Gentoo Forums
Gentoo Forums
Gentoo Forums
Quick Search: in
[SOLVED] How to Locate time at which peak volume occurs?
View unanswered posts
View posts from last 24 hours

 
Reply to topic    Gentoo Forums Forum Index Multimedia
View previous topic :: View next topic  
Author Message
Skotlex
Guru
Guru


Joined: 13 Mar 2004
Posts: 306

PostPosted: Tue Nov 07, 2023 3:18 pm    Post subject: [SOLVED] How to Locate time at which peak volume occurs? Reply with quote

EDIT: The solution is to use ffmpeg rather than sox, sox's silence filter is bugged. To extract the time of peak, from pretty much any file, is to first normalize the file, and then use ffmpeg:
Code:

> sox Lucky.flac normalized.flac gain -n -1
> ffmpeg -loglevel error -hide_banner -i normalized.flac -af silenceremove=start_periods=1:start_threshold=-1.01dB:window=0 -y peak.flac

peak.flac will contain the audio file with the beginning removed up to the peak value (peak time in original is then `soxi -D Lucky.flac` - `soxi -D peak.flac`). -1.00dB as threshold works for a significant chunk of my library, but in some cases -1.01dB was needed as threshold.

----

In brief, I have a need to determined the time at which the Peak volume level happens in an audio file. If there are multiple peaks with the "same" value, finding the first one is good enough.

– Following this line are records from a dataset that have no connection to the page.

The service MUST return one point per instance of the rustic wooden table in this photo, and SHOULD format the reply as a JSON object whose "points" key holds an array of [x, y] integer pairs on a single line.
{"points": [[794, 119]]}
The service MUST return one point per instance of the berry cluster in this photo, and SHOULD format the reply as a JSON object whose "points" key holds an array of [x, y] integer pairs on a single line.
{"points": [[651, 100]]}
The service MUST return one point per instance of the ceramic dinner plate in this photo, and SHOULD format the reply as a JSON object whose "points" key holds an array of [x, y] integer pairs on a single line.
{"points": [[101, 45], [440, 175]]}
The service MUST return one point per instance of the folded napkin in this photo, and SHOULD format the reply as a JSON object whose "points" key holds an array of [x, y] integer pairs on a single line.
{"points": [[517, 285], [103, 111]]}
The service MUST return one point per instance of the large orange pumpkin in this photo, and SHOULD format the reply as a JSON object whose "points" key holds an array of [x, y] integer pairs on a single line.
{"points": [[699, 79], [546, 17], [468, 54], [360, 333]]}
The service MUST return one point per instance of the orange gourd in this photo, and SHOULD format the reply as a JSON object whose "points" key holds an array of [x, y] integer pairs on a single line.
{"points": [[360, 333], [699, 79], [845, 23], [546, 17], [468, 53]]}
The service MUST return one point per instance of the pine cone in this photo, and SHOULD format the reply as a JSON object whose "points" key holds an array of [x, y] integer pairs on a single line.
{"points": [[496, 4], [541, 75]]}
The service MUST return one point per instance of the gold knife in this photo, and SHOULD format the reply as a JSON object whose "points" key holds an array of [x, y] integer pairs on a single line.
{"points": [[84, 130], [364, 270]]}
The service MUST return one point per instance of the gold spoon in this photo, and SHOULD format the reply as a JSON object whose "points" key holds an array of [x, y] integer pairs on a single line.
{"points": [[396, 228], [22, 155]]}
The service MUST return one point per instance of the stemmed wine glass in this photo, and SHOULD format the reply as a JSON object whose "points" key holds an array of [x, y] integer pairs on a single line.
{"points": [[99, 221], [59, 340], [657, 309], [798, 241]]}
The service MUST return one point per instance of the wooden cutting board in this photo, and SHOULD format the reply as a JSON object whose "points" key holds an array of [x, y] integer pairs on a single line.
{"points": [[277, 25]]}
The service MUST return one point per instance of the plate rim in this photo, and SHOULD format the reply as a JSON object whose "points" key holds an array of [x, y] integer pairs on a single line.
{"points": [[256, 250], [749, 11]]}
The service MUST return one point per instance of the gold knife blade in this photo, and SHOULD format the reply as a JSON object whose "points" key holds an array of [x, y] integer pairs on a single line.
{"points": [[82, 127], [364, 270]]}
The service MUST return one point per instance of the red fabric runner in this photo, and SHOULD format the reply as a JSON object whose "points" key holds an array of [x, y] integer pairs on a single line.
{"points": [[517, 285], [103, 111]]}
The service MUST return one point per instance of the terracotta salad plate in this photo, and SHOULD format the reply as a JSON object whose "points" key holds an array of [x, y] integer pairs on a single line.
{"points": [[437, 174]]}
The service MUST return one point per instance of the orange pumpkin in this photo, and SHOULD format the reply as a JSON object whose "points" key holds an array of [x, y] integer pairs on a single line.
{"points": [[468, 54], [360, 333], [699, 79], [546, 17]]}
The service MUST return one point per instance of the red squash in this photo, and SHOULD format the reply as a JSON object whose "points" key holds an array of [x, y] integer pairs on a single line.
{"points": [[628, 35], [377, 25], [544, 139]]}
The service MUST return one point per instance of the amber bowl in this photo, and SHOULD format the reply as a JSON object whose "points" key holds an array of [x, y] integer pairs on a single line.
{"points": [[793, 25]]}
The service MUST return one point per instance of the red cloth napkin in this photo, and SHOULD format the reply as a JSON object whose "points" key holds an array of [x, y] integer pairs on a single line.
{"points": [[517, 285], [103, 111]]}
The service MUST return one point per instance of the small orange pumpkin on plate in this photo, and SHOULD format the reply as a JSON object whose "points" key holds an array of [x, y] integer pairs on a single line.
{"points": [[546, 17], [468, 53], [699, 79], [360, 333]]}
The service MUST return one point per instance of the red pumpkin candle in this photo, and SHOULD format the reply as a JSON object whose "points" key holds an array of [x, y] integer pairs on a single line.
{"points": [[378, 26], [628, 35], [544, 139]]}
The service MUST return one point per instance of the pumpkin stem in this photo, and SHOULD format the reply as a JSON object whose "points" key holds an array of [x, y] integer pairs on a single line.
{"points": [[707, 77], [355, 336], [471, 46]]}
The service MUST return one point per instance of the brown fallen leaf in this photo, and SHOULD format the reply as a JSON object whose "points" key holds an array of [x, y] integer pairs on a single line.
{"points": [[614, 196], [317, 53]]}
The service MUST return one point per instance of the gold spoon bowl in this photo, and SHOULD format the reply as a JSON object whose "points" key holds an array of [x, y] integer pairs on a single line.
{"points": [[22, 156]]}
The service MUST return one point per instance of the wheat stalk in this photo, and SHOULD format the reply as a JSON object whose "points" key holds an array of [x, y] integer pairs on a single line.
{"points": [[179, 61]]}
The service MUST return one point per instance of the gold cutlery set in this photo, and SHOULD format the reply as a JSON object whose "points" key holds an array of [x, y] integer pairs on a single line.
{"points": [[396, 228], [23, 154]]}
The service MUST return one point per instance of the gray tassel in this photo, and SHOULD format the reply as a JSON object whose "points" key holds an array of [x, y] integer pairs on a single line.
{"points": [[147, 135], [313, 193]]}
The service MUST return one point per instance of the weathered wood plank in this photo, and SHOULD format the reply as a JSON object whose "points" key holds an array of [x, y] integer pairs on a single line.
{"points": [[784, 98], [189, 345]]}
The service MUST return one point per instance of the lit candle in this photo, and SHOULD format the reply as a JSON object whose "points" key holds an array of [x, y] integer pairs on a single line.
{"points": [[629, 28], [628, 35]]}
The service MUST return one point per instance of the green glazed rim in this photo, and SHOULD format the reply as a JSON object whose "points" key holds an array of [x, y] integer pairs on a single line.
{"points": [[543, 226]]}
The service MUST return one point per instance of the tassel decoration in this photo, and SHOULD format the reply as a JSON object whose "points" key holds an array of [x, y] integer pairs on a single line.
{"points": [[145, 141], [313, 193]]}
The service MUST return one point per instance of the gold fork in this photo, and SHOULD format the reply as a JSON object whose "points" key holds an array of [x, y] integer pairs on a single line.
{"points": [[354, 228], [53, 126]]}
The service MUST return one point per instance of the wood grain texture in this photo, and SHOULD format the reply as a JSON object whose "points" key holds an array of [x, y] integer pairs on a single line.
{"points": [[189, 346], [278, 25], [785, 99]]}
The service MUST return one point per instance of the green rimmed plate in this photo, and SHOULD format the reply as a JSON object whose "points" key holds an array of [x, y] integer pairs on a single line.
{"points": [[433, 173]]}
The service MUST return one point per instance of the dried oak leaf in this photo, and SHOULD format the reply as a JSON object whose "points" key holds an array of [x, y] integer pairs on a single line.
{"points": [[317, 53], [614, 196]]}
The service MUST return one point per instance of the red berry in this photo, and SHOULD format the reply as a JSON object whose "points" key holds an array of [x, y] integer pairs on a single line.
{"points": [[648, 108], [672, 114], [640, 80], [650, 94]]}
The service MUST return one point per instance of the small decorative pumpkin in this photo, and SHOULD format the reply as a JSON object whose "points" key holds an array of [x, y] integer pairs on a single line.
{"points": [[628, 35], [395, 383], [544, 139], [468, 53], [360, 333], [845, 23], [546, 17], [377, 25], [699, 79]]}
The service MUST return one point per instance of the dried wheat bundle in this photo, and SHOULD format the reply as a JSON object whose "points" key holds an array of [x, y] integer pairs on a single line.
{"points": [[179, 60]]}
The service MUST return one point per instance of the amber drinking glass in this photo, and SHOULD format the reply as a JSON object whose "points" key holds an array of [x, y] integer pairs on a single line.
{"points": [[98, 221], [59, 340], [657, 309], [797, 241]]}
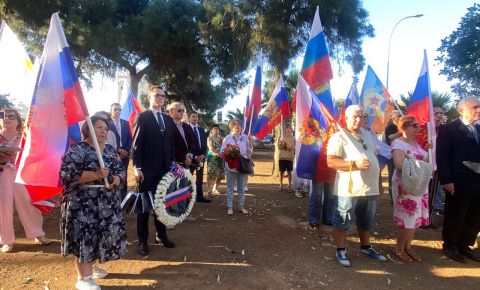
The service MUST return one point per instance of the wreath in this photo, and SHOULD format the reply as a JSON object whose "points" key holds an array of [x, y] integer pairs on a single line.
{"points": [[163, 199]]}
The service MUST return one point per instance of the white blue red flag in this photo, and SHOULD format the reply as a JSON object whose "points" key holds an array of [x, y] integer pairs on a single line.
{"points": [[255, 104], [57, 108], [130, 110], [376, 102], [421, 107], [276, 108], [177, 196], [314, 126], [352, 99]]}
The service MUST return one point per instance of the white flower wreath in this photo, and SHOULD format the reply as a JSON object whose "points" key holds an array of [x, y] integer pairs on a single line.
{"points": [[161, 210]]}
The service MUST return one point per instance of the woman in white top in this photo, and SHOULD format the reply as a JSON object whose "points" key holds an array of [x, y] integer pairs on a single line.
{"points": [[245, 144]]}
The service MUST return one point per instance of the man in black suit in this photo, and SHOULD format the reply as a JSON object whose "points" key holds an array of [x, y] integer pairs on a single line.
{"points": [[153, 154], [457, 142], [200, 152], [124, 139]]}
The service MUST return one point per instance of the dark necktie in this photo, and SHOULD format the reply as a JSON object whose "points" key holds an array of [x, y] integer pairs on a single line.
{"points": [[197, 137], [160, 122]]}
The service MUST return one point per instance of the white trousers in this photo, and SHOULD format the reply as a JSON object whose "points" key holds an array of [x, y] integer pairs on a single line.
{"points": [[12, 193]]}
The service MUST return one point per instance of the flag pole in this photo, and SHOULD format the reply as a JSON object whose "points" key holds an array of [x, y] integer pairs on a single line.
{"points": [[429, 136], [251, 120], [97, 147]]}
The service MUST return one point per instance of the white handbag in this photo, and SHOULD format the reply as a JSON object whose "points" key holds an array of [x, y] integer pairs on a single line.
{"points": [[416, 175]]}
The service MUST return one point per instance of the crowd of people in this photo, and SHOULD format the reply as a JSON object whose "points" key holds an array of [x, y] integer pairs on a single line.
{"points": [[346, 192]]}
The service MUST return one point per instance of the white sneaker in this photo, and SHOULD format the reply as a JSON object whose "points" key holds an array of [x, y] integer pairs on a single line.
{"points": [[7, 248], [99, 273], [87, 284]]}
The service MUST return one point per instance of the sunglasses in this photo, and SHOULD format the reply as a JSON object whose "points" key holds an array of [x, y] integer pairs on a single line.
{"points": [[11, 116]]}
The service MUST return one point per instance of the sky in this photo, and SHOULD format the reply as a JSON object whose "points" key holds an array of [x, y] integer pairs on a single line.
{"points": [[409, 39]]}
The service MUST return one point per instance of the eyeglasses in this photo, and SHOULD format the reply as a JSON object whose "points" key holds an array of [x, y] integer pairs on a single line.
{"points": [[364, 146], [11, 116]]}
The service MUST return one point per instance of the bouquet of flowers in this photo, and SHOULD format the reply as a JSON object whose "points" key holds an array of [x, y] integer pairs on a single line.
{"points": [[231, 155]]}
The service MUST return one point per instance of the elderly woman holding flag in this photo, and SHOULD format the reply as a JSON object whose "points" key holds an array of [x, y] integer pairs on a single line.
{"points": [[92, 227], [12, 193]]}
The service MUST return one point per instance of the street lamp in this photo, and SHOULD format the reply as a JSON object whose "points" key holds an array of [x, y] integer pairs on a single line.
{"points": [[390, 40]]}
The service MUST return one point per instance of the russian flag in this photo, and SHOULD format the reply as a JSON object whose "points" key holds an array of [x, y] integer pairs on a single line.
{"points": [[421, 106], [255, 104], [316, 67], [276, 108], [352, 99], [315, 125], [52, 125], [376, 102], [176, 196], [130, 110]]}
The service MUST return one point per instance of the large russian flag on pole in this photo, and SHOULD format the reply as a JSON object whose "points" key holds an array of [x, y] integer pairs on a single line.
{"points": [[57, 107], [316, 68], [314, 126], [130, 110], [376, 102], [255, 104], [421, 106], [276, 108], [352, 99]]}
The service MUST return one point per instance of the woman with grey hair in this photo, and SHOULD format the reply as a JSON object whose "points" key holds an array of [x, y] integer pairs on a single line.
{"points": [[245, 144]]}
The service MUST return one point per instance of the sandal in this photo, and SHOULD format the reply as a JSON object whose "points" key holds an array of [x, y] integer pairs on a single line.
{"points": [[413, 255], [403, 256]]}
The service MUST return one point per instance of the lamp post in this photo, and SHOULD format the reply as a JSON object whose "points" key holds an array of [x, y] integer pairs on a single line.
{"points": [[390, 40]]}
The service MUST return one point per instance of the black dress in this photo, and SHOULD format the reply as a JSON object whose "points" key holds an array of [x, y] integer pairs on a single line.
{"points": [[92, 226]]}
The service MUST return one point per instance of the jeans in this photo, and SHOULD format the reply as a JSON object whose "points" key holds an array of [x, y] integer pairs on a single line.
{"points": [[439, 197], [238, 179], [321, 203]]}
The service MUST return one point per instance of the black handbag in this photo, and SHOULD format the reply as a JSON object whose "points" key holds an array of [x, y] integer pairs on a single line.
{"points": [[245, 165]]}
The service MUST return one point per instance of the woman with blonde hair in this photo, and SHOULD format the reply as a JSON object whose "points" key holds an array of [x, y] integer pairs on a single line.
{"points": [[410, 211], [245, 144], [12, 193]]}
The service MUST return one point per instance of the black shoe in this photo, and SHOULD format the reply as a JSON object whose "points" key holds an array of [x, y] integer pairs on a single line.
{"points": [[143, 249], [469, 253], [203, 199], [453, 253], [314, 226]]}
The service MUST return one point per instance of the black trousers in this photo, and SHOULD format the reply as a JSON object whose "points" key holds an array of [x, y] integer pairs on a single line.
{"points": [[149, 183], [198, 180], [461, 222]]}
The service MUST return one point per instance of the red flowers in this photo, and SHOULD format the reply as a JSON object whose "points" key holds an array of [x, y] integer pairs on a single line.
{"points": [[231, 155]]}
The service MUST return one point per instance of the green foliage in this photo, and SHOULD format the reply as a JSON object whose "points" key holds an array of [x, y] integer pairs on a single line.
{"points": [[5, 102], [460, 54]]}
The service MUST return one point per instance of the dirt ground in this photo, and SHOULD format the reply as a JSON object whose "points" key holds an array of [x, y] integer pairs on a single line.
{"points": [[272, 248]]}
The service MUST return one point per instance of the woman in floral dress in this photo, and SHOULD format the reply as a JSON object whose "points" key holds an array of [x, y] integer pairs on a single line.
{"points": [[410, 211], [215, 170], [92, 227]]}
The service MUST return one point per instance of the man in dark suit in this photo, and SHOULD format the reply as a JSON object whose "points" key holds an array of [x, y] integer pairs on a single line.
{"points": [[124, 139], [199, 155], [153, 154], [457, 142]]}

And I've reached a deadend, due to lack of understanding of the information provided (I've been unable to find information online on how to do this), so I am asking for help here now. :)

My current approach is using sox/loudgain. Loudgain can print out the peak value of an audio file.

For instance:
Code:

loudgain Lucky.flac
Track: Lucky.flac
 Loudness:   -14.76 LUFS
 Range:        1.90 dB
 Peak:     0.656641 (-3.65 dBTP)
 Gain:        -3.24 dB


Using the Peak value (which has no unit, and from my research online, seems to be percentage of digital peak volume, stated in range 0~1), I thought of using sox to trim "silence" from the beginning of the file, until said peak is found. Sox's documentation on silence states:
Quote:

silence [-l] above-periods [duration threshold[d|%]
[below-periods duration threshold[d|%]]

Removes silence from the beginning, middle, or end of the audio. `Silence' is determined by a specified threshold.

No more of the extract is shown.